Anyone else gazing on this collection would see clutter, even trash, but in them I saw the joy of a three year old. I saw the time we stayed up way past bedtime on a sticky, hot night for a frozen treat with rainbow sprinkles, or daddy reaching in his pocket to sacrifice his chapstick to an impatient toddler. I saw long walks searching for smooth flat rocks to paint for our garden, and the necklace her cousin gave her along with a kiss, last time we pulled out of their driveway.
This random mess formed an unexpected beauty, like the tangled nest of bedhead hair when she stumbles into my room early in the morning, or the art she creates for me with bold crayon scribbles. Each trinket formed a string that tied to a bright helium balloon of memory that floated in my consciousness and made me smile.
As I went about my day today, my time was consumed with executing one task after another in an endless stream of to do’s. With kids, it doesn’t take long before my to do’s are undone again. Its easy to become exhausted and for my emotional tank to hit empty.
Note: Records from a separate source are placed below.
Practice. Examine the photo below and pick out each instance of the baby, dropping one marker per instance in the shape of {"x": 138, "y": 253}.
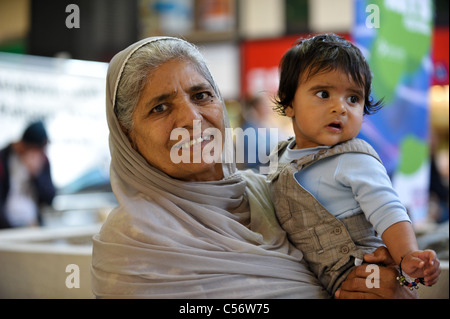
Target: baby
{"x": 332, "y": 194}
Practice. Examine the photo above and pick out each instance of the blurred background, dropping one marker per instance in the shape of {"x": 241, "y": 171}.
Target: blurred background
{"x": 53, "y": 62}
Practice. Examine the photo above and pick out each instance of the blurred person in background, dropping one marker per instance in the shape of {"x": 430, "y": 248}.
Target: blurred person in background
{"x": 25, "y": 179}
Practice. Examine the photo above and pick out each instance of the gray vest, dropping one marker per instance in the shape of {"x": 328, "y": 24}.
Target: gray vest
{"x": 329, "y": 245}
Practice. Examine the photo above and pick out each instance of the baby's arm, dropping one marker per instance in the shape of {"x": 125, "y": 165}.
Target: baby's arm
{"x": 401, "y": 242}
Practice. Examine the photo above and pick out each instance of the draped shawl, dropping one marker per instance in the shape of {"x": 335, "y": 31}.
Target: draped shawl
{"x": 174, "y": 239}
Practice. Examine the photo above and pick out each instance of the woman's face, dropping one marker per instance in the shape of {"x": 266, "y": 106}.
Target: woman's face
{"x": 177, "y": 96}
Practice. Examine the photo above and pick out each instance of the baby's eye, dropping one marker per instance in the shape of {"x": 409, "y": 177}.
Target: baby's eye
{"x": 159, "y": 108}
{"x": 353, "y": 99}
{"x": 323, "y": 94}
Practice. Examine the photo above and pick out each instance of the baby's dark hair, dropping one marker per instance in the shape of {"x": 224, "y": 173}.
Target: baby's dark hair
{"x": 322, "y": 53}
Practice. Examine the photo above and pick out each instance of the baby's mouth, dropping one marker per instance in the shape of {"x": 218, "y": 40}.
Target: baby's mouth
{"x": 335, "y": 125}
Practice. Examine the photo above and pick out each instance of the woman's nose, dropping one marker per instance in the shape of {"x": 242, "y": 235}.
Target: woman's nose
{"x": 188, "y": 112}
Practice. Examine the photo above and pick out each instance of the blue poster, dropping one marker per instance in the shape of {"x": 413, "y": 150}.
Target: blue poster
{"x": 395, "y": 37}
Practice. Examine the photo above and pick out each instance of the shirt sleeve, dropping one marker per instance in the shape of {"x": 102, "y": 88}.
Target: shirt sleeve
{"x": 372, "y": 189}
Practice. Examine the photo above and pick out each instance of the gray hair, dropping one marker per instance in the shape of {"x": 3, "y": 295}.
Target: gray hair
{"x": 145, "y": 60}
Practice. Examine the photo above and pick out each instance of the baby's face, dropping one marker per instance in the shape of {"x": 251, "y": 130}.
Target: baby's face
{"x": 327, "y": 109}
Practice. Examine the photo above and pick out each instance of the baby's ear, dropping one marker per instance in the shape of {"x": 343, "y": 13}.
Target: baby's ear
{"x": 289, "y": 111}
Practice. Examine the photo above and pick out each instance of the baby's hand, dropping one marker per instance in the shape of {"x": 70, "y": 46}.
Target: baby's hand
{"x": 422, "y": 264}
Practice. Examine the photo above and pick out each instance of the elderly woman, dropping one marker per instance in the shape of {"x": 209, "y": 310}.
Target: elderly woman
{"x": 196, "y": 228}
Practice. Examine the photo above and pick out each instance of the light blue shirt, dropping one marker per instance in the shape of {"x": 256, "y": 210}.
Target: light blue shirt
{"x": 348, "y": 183}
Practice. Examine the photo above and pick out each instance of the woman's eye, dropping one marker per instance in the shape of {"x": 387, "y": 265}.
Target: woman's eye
{"x": 323, "y": 94}
{"x": 202, "y": 96}
{"x": 159, "y": 108}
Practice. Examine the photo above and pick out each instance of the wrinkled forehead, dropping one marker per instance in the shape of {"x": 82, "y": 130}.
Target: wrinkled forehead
{"x": 118, "y": 62}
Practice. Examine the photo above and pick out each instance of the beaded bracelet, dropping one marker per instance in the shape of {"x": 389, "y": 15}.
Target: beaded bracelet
{"x": 403, "y": 282}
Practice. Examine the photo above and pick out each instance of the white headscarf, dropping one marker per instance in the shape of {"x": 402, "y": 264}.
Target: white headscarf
{"x": 174, "y": 239}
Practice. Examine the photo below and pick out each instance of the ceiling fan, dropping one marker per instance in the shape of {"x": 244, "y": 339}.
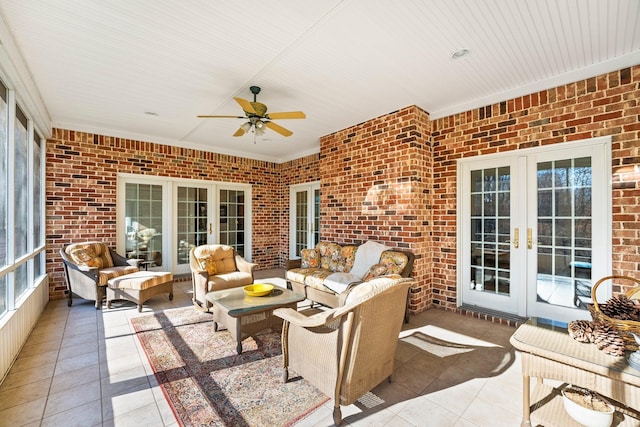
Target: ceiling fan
{"x": 258, "y": 119}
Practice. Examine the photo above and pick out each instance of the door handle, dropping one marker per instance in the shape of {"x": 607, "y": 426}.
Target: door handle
{"x": 516, "y": 238}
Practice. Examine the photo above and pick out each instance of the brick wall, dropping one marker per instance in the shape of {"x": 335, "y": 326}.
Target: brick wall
{"x": 391, "y": 179}
{"x": 81, "y": 190}
{"x": 604, "y": 105}
{"x": 376, "y": 185}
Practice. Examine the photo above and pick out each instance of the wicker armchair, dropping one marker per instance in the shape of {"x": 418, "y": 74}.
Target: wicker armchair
{"x": 216, "y": 267}
{"x": 347, "y": 351}
{"x": 88, "y": 266}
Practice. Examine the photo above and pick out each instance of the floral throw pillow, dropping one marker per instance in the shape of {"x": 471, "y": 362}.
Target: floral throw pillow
{"x": 85, "y": 255}
{"x": 208, "y": 264}
{"x": 310, "y": 258}
{"x": 376, "y": 270}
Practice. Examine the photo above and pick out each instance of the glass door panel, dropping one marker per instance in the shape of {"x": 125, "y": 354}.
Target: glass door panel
{"x": 304, "y": 218}
{"x": 487, "y": 227}
{"x": 144, "y": 221}
{"x": 302, "y": 222}
{"x": 192, "y": 221}
{"x": 564, "y": 232}
{"x": 232, "y": 219}
{"x": 316, "y": 216}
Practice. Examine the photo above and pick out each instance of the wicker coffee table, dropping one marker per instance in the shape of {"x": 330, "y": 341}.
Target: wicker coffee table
{"x": 549, "y": 352}
{"x": 245, "y": 315}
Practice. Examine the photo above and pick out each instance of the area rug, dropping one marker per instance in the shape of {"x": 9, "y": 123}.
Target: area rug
{"x": 208, "y": 384}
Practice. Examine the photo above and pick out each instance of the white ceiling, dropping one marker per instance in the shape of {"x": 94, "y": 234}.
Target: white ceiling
{"x": 102, "y": 65}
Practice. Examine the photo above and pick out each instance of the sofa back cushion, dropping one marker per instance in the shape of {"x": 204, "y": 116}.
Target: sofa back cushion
{"x": 310, "y": 258}
{"x": 330, "y": 256}
{"x": 216, "y": 259}
{"x": 90, "y": 254}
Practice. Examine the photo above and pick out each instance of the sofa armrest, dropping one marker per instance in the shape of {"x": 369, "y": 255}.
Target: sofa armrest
{"x": 323, "y": 318}
{"x": 244, "y": 265}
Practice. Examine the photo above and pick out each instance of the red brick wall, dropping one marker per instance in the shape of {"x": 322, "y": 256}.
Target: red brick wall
{"x": 604, "y": 105}
{"x": 391, "y": 179}
{"x": 81, "y": 190}
{"x": 299, "y": 171}
{"x": 376, "y": 185}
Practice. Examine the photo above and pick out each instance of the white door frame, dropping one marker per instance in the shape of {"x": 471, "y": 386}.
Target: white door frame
{"x": 600, "y": 151}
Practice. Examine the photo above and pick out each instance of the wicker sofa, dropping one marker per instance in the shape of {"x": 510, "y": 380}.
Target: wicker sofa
{"x": 216, "y": 267}
{"x": 318, "y": 266}
{"x": 348, "y": 350}
{"x": 88, "y": 267}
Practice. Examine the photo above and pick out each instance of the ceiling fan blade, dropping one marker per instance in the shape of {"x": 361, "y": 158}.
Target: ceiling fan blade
{"x": 221, "y": 117}
{"x": 282, "y": 131}
{"x": 287, "y": 115}
{"x": 246, "y": 105}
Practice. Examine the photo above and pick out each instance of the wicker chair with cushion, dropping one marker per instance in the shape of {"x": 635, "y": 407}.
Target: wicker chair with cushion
{"x": 216, "y": 267}
{"x": 348, "y": 350}
{"x": 88, "y": 267}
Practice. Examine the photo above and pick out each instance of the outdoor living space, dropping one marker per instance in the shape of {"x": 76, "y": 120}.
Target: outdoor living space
{"x": 82, "y": 366}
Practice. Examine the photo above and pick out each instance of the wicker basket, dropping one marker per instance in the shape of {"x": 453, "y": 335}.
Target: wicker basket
{"x": 624, "y": 327}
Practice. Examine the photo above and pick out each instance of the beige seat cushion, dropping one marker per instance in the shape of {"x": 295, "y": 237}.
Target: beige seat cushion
{"x": 141, "y": 280}
{"x": 218, "y": 258}
{"x": 109, "y": 273}
{"x": 90, "y": 254}
{"x": 229, "y": 280}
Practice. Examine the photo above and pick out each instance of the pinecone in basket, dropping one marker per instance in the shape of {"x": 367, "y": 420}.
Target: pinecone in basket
{"x": 581, "y": 330}
{"x": 607, "y": 339}
{"x": 621, "y": 307}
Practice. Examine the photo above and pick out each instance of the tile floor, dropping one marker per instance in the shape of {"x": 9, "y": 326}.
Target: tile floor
{"x": 83, "y": 367}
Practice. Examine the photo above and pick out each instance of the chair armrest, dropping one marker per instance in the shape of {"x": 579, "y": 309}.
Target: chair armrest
{"x": 319, "y": 319}
{"x": 244, "y": 265}
{"x": 85, "y": 268}
{"x": 134, "y": 262}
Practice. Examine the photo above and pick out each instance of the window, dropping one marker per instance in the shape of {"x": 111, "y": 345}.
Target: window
{"x": 160, "y": 219}
{"x": 21, "y": 205}
{"x": 534, "y": 227}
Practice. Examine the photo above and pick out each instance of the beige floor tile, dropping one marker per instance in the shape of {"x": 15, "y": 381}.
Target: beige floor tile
{"x": 484, "y": 413}
{"x": 119, "y": 405}
{"x": 71, "y": 398}
{"x": 71, "y": 379}
{"x": 413, "y": 379}
{"x": 19, "y": 395}
{"x": 450, "y": 371}
{"x": 34, "y": 361}
{"x": 89, "y": 414}
{"x": 20, "y": 378}
{"x": 118, "y": 383}
{"x": 76, "y": 362}
{"x": 23, "y": 414}
{"x": 421, "y": 411}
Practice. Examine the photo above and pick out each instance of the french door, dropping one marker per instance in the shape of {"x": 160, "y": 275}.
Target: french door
{"x": 304, "y": 217}
{"x": 535, "y": 229}
{"x": 161, "y": 220}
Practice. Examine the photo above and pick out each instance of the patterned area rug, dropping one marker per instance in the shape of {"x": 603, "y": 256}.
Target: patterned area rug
{"x": 208, "y": 384}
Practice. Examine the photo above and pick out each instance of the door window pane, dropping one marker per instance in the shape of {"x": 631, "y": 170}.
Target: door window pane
{"x": 3, "y": 194}
{"x": 490, "y": 230}
{"x": 232, "y": 220}
{"x": 21, "y": 198}
{"x": 316, "y": 220}
{"x": 143, "y": 219}
{"x": 192, "y": 221}
{"x": 302, "y": 221}
{"x": 564, "y": 232}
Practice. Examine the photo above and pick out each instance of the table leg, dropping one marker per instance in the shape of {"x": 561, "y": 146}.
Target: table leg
{"x": 526, "y": 402}
{"x": 238, "y": 335}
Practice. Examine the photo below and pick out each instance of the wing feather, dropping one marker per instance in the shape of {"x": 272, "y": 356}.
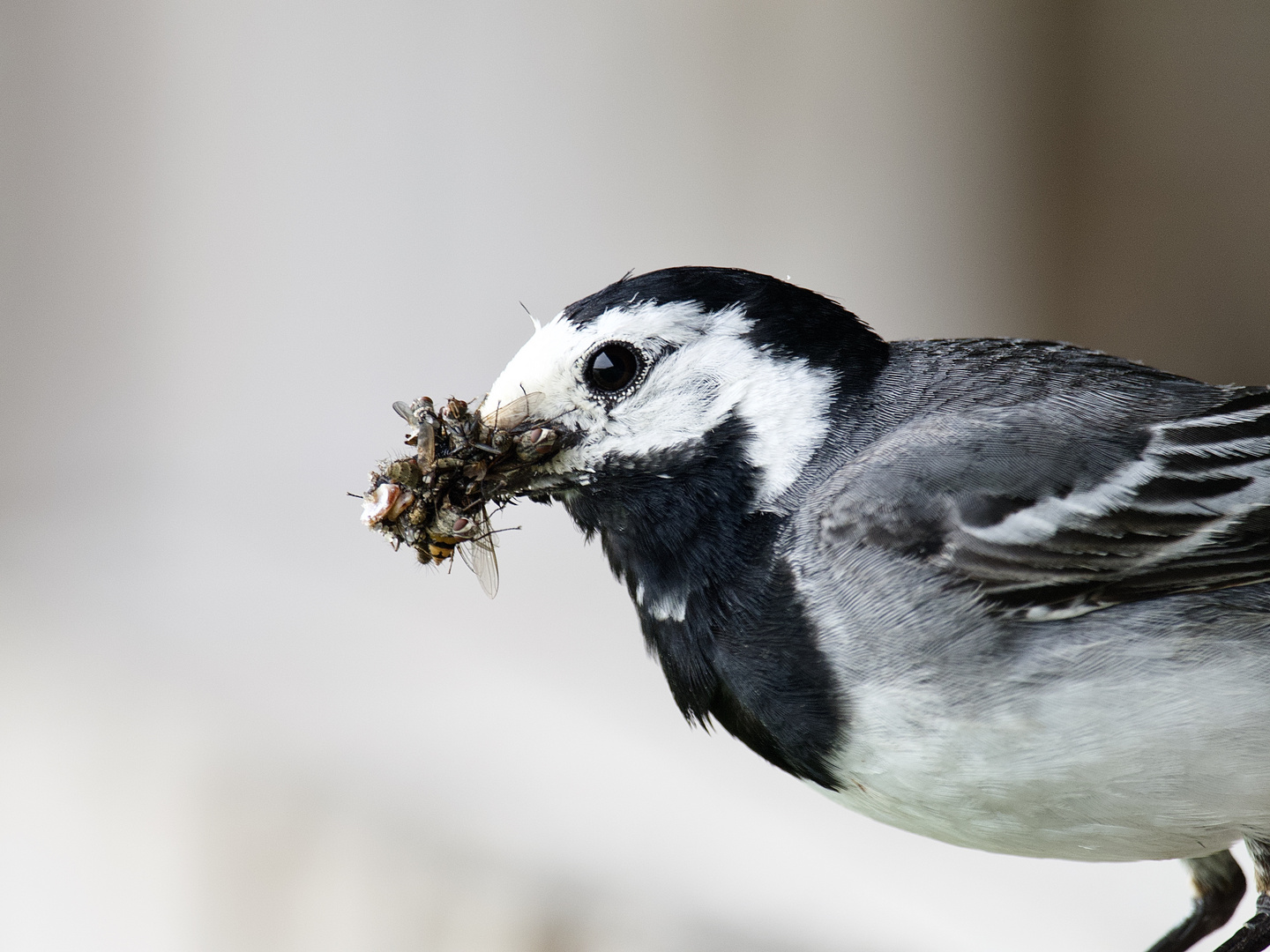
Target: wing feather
{"x": 1185, "y": 509}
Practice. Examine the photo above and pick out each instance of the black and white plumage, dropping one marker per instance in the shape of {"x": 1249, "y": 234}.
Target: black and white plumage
{"x": 1011, "y": 594}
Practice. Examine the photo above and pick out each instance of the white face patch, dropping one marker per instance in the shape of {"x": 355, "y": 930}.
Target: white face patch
{"x": 701, "y": 369}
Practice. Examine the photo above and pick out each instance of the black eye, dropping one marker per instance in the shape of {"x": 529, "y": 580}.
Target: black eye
{"x": 612, "y": 367}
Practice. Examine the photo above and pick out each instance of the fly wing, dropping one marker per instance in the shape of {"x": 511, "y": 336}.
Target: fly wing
{"x": 511, "y": 414}
{"x": 479, "y": 555}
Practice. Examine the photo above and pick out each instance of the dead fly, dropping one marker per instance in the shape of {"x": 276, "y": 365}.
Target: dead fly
{"x": 436, "y": 502}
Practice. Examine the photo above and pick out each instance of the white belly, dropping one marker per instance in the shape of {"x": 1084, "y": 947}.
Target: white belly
{"x": 1117, "y": 770}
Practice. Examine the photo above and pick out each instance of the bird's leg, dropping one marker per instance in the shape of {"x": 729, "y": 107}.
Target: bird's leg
{"x": 1220, "y": 886}
{"x": 1255, "y": 934}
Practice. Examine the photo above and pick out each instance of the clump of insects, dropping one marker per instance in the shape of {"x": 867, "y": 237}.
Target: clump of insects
{"x": 437, "y": 501}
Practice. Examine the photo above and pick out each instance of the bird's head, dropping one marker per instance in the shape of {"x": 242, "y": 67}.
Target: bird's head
{"x": 641, "y": 374}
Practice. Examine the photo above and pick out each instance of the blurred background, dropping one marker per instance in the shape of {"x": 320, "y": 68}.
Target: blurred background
{"x": 233, "y": 233}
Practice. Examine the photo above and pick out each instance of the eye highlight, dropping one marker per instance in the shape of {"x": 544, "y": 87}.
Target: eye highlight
{"x": 612, "y": 368}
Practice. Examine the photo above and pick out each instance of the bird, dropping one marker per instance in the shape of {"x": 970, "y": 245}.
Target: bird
{"x": 1010, "y": 594}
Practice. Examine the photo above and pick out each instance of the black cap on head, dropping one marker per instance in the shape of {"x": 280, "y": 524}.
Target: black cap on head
{"x": 788, "y": 320}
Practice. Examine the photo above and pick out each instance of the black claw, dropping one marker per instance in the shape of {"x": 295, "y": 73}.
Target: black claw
{"x": 1220, "y": 886}
{"x": 1255, "y": 934}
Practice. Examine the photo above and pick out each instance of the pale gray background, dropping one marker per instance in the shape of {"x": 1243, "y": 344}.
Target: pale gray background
{"x": 234, "y": 233}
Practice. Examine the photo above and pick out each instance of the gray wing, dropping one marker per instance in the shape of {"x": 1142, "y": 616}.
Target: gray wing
{"x": 1056, "y": 508}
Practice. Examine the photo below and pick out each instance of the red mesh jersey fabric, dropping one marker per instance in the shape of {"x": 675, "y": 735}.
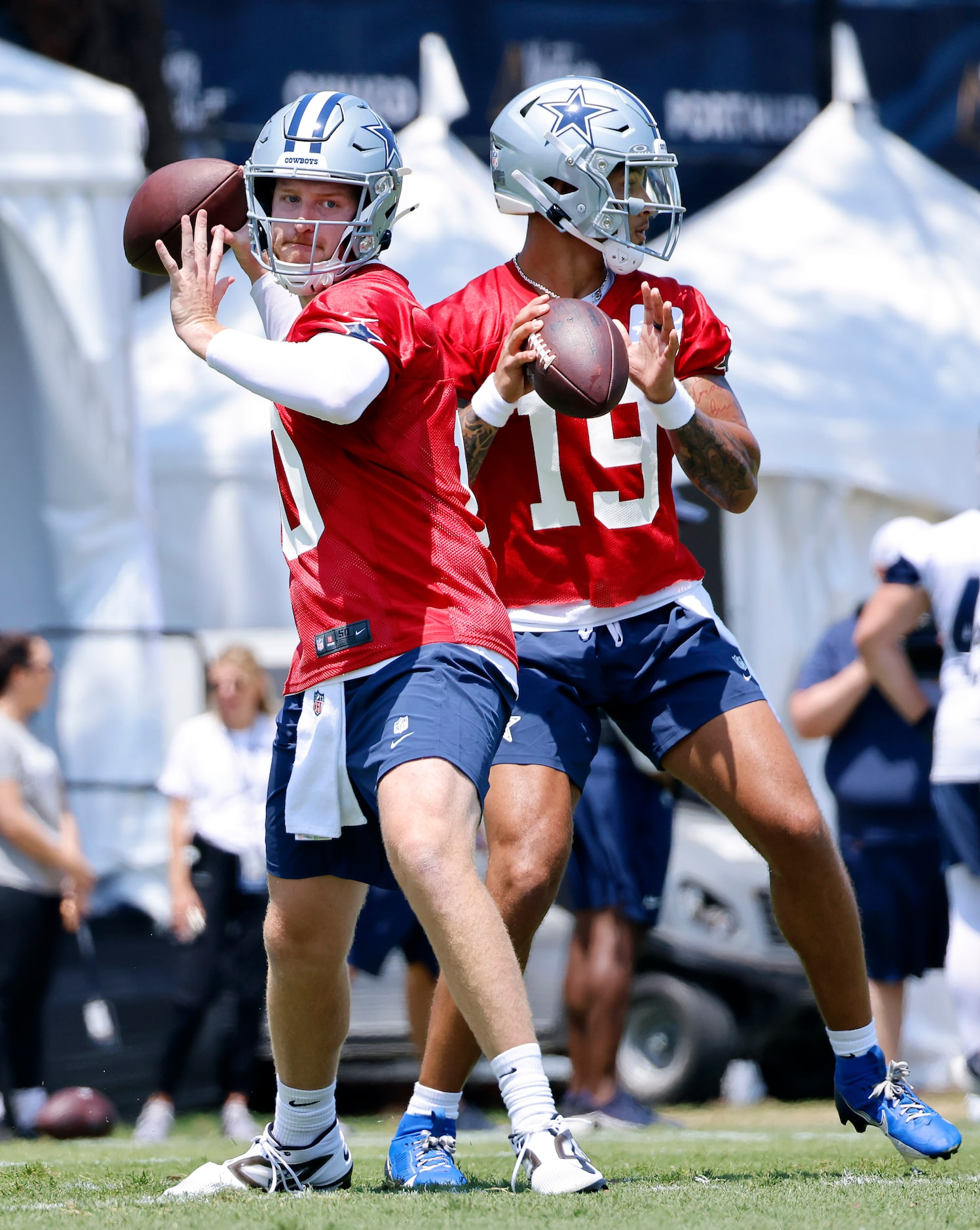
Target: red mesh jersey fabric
{"x": 375, "y": 518}
{"x": 577, "y": 511}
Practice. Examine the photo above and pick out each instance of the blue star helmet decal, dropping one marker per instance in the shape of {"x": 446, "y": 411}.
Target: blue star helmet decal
{"x": 383, "y": 131}
{"x": 360, "y": 330}
{"x": 575, "y": 113}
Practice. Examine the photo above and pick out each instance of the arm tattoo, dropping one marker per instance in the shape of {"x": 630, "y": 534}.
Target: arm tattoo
{"x": 478, "y": 438}
{"x": 713, "y": 452}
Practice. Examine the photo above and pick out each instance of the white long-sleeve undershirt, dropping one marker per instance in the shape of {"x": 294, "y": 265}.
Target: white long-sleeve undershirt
{"x": 331, "y": 377}
{"x": 277, "y": 307}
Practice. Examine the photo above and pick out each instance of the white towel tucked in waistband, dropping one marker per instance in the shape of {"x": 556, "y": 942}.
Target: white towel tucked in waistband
{"x": 320, "y": 800}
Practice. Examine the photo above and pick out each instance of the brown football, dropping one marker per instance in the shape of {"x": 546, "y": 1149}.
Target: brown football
{"x": 174, "y": 191}
{"x": 77, "y": 1111}
{"x": 582, "y": 367}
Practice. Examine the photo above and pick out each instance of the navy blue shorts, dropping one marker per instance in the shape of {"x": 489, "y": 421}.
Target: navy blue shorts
{"x": 958, "y": 806}
{"x": 658, "y": 675}
{"x": 901, "y": 898}
{"x": 386, "y": 923}
{"x": 442, "y": 700}
{"x": 621, "y": 840}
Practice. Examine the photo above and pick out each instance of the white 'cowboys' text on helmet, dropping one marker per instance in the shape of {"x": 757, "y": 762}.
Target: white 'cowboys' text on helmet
{"x": 578, "y": 131}
{"x": 333, "y": 138}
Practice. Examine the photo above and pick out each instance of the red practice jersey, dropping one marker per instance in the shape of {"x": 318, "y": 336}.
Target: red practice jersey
{"x": 577, "y": 511}
{"x": 383, "y": 550}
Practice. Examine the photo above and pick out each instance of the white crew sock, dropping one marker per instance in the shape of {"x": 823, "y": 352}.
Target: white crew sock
{"x": 524, "y": 1087}
{"x": 303, "y": 1115}
{"x": 434, "y": 1101}
{"x": 852, "y": 1042}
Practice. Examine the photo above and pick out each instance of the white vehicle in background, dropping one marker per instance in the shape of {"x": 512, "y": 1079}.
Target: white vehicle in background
{"x": 716, "y": 982}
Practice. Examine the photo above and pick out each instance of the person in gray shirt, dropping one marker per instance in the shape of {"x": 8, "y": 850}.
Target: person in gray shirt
{"x": 45, "y": 877}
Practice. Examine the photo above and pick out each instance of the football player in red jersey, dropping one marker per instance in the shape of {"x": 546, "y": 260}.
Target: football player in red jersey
{"x": 607, "y": 605}
{"x": 405, "y": 672}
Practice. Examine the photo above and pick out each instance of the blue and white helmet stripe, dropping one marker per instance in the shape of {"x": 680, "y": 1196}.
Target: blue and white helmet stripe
{"x": 328, "y": 138}
{"x": 309, "y": 121}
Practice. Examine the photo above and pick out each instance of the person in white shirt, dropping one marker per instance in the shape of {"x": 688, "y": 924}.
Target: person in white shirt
{"x": 45, "y": 877}
{"x": 216, "y": 777}
{"x": 939, "y": 570}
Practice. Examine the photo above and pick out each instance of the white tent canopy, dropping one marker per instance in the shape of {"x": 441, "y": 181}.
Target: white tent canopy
{"x": 849, "y": 272}
{"x": 80, "y": 550}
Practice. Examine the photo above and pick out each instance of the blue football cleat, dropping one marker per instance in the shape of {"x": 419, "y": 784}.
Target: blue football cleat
{"x": 869, "y": 1092}
{"x": 421, "y": 1153}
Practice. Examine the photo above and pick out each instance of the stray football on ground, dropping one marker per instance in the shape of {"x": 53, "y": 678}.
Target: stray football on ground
{"x": 715, "y": 1169}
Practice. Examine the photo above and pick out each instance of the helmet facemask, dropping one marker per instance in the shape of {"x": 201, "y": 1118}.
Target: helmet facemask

It can begin to feel like my life is a random jumble of activity as I whirl from one task to the next.
But amid the activity, God reminds me to slow down and appreciate the treasures tucked among the everyday moments.
Tonight I had my hands in soapy water, while my daughter perched on a stool at the kitchen counter coloring. “Mom draw with me!” she pleaded, in a voice a decibel louder than necessary. I almost put her off with a promise of “later,” but then I realized that “later” isn’t a good time either. There will always be laters, but there will also always be dirty dishes, counters with crumbs and footprints on floors. I dried off my hands and picked up the purple crayon. My eyes curved around her smile and traced the tips of her pointed toes, Then I pressed the sticky wax onto the scrap of paper and drew an “I” and a “U” with a heart in the middle.
As a kid, I doodled hearts on everything. I “heart” trolls and I “heart” Hello Kitty. As a teen I used hearts to dot my “i’s” and to finish my notes. But as an adult, my pen usually has time for only the serious business of signing checks and scrolling out grocery lists and chores. Its funny how as kids we are so eager to take on responsibilities, until we become so responsible that we forget how to be kids again. Finding my daughter’s pocket of treasures reminds me that the whimsical, even silly things in life are valuable too. It reminds me that just because I am a responsible adult, doesn’t mean I should give up coloring and doodling, giggling and relishing. Because I can cram my day full of to do’s that eventually become undone anyway, or, I can find opportunities for hidden moments that form memories, and shape hearts.